Despite advances in both diagnosis and treatment, the prognosis remains poor for cholesterol embolism.
Cholesterol embolism is a marker of severe atherosclerosis; the associated morbidity and mortality reflect the gravity of the diagnosis. Mortality rates are reported up to 65-87% within 1 year of diagnosis in some studies, worse than those associated with acute myocardial infarction, which often has a dramatic clinical presentation.

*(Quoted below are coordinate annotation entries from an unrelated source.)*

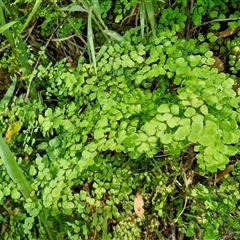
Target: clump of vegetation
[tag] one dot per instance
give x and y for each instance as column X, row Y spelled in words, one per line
column 128, row 133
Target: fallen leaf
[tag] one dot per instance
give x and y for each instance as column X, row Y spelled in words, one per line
column 218, row 64
column 228, row 32
column 12, row 131
column 138, row 205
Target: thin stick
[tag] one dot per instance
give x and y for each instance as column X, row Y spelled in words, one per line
column 216, row 20
column 40, row 56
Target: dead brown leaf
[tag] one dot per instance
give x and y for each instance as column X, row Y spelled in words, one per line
column 138, row 205
column 228, row 32
column 218, row 64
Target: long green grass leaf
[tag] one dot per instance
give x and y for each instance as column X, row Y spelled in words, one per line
column 16, row 174
column 150, row 13
column 30, row 16
column 102, row 50
column 14, row 170
column 23, row 55
column 8, row 95
column 114, row 35
column 7, row 32
column 142, row 17
column 73, row 8
column 96, row 6
column 90, row 39
column 6, row 26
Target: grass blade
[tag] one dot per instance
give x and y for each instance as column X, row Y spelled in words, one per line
column 9, row 92
column 6, row 26
column 90, row 39
column 34, row 10
column 14, row 170
column 16, row 174
column 142, row 17
column 102, row 50
column 96, row 6
column 114, row 35
column 73, row 8
column 23, row 56
column 7, row 32
column 150, row 13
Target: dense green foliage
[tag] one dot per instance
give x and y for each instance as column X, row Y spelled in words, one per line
column 143, row 117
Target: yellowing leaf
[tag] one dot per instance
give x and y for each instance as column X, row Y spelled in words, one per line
column 12, row 131
column 138, row 205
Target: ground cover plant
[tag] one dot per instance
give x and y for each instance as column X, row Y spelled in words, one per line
column 119, row 120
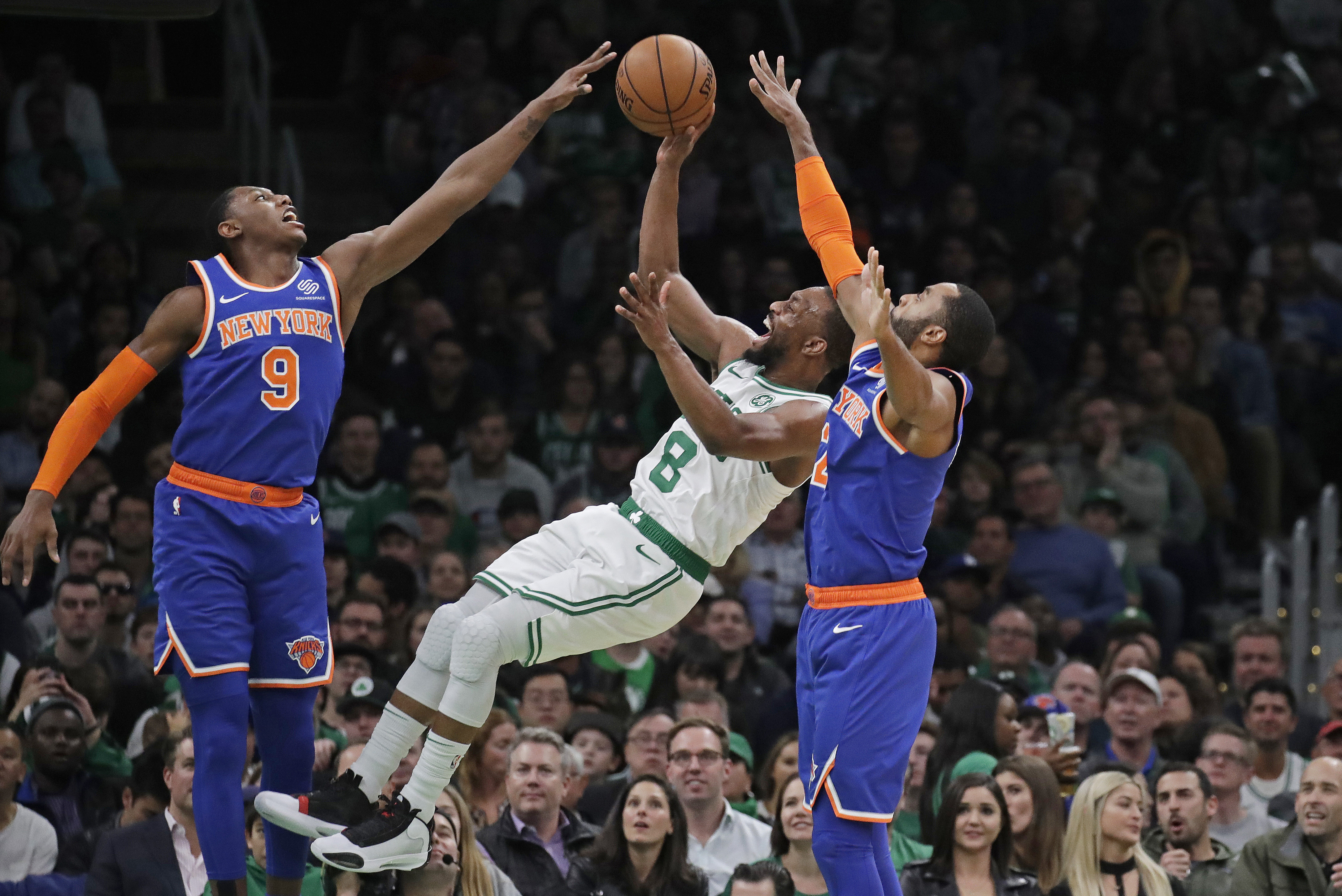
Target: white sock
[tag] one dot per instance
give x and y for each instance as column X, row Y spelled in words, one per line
column 433, row 773
column 391, row 741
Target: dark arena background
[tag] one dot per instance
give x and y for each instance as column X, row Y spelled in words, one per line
column 1147, row 194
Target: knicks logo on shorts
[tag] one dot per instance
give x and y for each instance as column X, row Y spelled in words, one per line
column 306, row 651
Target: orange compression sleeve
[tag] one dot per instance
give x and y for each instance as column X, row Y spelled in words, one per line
column 826, row 222
column 89, row 416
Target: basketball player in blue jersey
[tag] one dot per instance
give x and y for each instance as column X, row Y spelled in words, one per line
column 867, row 636
column 238, row 549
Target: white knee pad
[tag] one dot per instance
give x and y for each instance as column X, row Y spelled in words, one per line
column 435, row 651
column 478, row 648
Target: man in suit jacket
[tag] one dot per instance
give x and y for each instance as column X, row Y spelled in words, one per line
column 159, row 856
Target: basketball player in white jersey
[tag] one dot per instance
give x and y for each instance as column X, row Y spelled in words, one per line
column 607, row 575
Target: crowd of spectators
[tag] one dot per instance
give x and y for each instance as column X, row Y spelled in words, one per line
column 1147, row 194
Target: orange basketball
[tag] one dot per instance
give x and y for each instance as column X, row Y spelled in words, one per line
column 666, row 85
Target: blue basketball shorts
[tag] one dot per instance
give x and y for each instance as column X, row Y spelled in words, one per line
column 863, row 671
column 241, row 585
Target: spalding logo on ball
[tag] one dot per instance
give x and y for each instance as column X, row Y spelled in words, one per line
column 666, row 85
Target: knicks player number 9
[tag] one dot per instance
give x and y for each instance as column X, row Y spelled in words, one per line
column 280, row 371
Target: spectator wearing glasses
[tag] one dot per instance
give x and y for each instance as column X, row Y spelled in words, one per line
column 645, row 754
column 1011, row 648
column 720, row 836
column 362, row 620
column 536, row 839
column 643, row 848
column 1227, row 758
column 1070, row 567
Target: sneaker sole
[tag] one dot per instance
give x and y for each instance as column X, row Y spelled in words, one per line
column 354, row 862
column 281, row 809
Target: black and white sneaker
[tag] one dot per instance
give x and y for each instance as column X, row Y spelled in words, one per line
column 320, row 813
column 394, row 839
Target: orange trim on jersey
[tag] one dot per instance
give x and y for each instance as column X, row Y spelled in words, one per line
column 881, row 424
column 229, row 269
column 824, row 599
column 207, row 322
column 234, row 490
column 861, row 348
column 336, row 309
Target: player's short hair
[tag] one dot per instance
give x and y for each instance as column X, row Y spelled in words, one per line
column 970, row 329
column 221, row 210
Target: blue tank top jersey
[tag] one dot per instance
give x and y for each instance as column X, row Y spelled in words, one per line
column 870, row 501
column 261, row 384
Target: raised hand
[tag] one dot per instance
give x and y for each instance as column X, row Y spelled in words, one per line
column 572, row 84
column 31, row 528
column 675, row 149
column 647, row 312
column 771, row 89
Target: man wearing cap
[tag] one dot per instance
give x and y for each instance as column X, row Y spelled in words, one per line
column 363, row 708
column 1011, row 650
column 489, row 469
column 606, row 478
column 58, row 741
column 1132, row 712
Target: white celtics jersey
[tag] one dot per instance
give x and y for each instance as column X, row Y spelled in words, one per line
column 712, row 504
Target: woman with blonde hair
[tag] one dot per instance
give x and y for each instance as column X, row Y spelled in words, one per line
column 1102, row 854
column 484, row 770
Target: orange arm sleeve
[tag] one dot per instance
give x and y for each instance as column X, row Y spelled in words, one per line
column 89, row 416
column 826, row 222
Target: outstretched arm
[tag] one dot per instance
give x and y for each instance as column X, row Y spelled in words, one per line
column 823, row 215
column 172, row 329
column 717, row 340
column 363, row 261
column 919, row 401
column 792, row 431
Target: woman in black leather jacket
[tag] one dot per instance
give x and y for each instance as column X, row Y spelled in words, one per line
column 972, row 847
column 642, row 851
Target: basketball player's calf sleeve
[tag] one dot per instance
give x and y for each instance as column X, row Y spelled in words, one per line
column 89, row 416
column 846, row 856
column 219, row 738
column 824, row 220
column 286, row 753
column 391, row 741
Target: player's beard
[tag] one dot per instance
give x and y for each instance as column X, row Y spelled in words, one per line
column 772, row 351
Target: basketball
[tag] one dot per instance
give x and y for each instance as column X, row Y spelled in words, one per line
column 666, row 85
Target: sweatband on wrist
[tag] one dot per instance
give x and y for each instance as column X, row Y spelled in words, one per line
column 824, row 220
column 89, row 416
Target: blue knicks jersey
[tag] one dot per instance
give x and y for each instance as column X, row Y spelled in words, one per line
column 871, row 500
column 261, row 384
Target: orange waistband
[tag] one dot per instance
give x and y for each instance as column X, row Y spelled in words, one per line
column 234, row 490
column 824, row 599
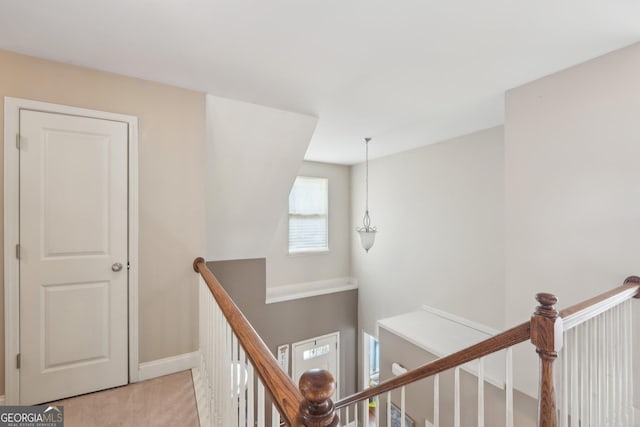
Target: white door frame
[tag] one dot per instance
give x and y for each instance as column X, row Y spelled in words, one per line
column 335, row 374
column 12, row 107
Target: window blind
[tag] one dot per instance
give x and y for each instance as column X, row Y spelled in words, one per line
column 308, row 215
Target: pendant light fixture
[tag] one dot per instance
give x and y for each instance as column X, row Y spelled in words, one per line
column 367, row 232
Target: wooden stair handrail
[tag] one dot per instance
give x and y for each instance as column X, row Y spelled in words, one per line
column 579, row 313
column 571, row 316
column 498, row 342
column 285, row 395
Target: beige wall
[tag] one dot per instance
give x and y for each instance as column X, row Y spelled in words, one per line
column 439, row 212
column 572, row 144
column 285, row 269
column 171, row 174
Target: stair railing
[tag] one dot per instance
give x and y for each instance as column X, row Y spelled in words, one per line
column 237, row 368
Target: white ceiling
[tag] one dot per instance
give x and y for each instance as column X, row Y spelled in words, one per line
column 406, row 72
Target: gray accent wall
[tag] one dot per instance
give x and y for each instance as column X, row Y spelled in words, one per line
column 296, row 320
column 419, row 395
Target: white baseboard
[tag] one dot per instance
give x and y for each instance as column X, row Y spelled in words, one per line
column 169, row 365
column 310, row 289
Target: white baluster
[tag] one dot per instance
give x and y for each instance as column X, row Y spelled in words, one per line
column 584, row 364
column 436, row 400
column 456, row 397
column 235, row 380
column 250, row 400
column 617, row 386
column 509, row 386
column 402, row 407
column 593, row 372
column 575, row 377
column 608, row 377
column 601, row 374
column 388, row 423
column 628, row 372
column 242, row 387
column 564, row 406
column 261, row 404
column 275, row 416
column 227, row 391
column 481, row 392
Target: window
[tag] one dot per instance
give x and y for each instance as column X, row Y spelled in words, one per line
column 308, row 215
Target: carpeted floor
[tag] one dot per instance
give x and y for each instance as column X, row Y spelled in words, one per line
column 164, row 401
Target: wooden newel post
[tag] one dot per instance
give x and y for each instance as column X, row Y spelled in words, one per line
column 547, row 335
column 317, row 409
column 633, row 280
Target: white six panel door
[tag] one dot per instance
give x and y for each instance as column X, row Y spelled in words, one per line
column 73, row 238
column 316, row 353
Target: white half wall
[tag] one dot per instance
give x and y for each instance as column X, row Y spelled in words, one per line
column 572, row 145
column 253, row 156
column 439, row 213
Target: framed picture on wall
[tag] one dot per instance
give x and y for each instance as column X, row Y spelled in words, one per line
column 396, row 415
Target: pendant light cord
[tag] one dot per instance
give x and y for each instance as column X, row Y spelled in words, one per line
column 366, row 179
column 366, row 221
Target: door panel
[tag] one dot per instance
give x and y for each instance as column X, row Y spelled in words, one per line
column 316, row 353
column 73, row 228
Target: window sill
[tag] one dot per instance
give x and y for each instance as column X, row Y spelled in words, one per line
column 309, row 252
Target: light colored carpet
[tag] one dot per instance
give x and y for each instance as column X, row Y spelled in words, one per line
column 164, row 401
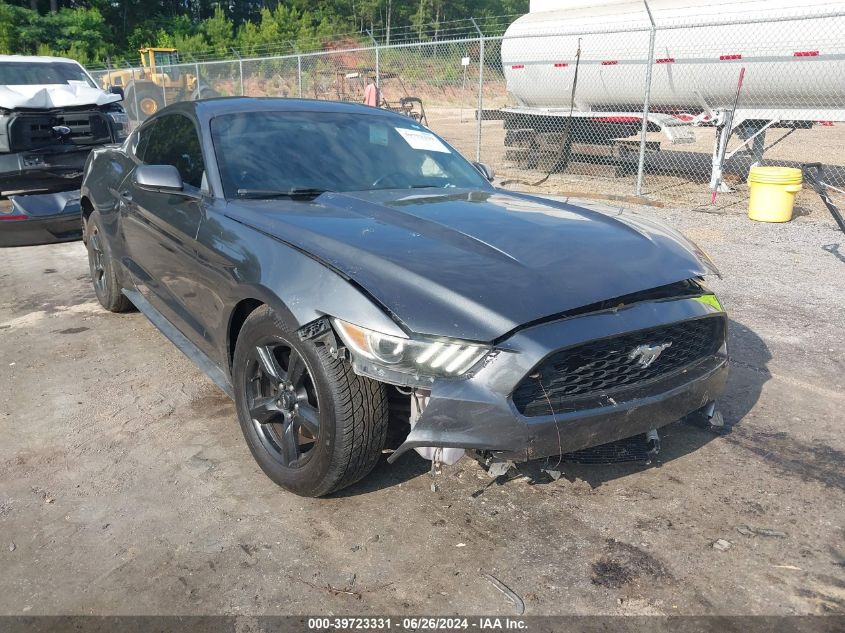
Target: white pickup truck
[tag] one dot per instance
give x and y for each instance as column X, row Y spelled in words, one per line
column 52, row 114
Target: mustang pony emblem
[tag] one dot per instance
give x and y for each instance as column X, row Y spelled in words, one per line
column 645, row 355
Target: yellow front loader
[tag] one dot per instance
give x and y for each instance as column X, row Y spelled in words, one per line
column 161, row 80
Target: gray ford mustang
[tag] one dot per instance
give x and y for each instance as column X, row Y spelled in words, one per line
column 339, row 270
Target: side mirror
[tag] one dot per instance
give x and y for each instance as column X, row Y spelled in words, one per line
column 485, row 170
column 159, row 178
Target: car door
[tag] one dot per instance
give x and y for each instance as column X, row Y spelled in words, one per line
column 160, row 229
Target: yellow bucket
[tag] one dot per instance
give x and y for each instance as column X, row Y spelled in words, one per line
column 773, row 192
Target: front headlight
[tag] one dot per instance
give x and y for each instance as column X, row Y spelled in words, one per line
column 395, row 359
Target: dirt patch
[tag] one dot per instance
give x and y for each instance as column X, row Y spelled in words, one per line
column 623, row 563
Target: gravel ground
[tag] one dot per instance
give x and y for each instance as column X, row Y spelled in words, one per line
column 126, row 487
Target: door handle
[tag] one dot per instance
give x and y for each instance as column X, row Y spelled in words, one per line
column 122, row 196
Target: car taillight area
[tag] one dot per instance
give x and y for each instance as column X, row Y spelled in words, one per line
column 616, row 369
column 29, row 131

Death from cholesterol embolism may occur via ruptured aortic aneurysm, myocardial or gastrointestinal infarction, sepsis, cerebrovascular disease, critical limb ischemia, and cachexia.
Preexisting renal disease is a known marker for higher mortality.  Additionally, longstanding, poorly controlled hypertension is a recognized marker for the development of end-stage renal disease in these patients (P <.001). 
Patients with visceral involvement (many of whom also present with skin findings) are reported to have mortality rates of 50% and 65% within 6 and 12 months, respectively.
The presence of cutaneous manifestations does not appear to predict survival because the features may occur with minor or severe disease. However, patients with peripheral manifestations alone have a 38% mortality rate within 15 months.
Those who survive may be left with chronic renal insufficiency requiring hemodialysis,  stroke resulting in paraplegia, unstable angina, amputation of the affected extremity (5-15% of patients), and malnutrition or significant weight loss (70% of patients).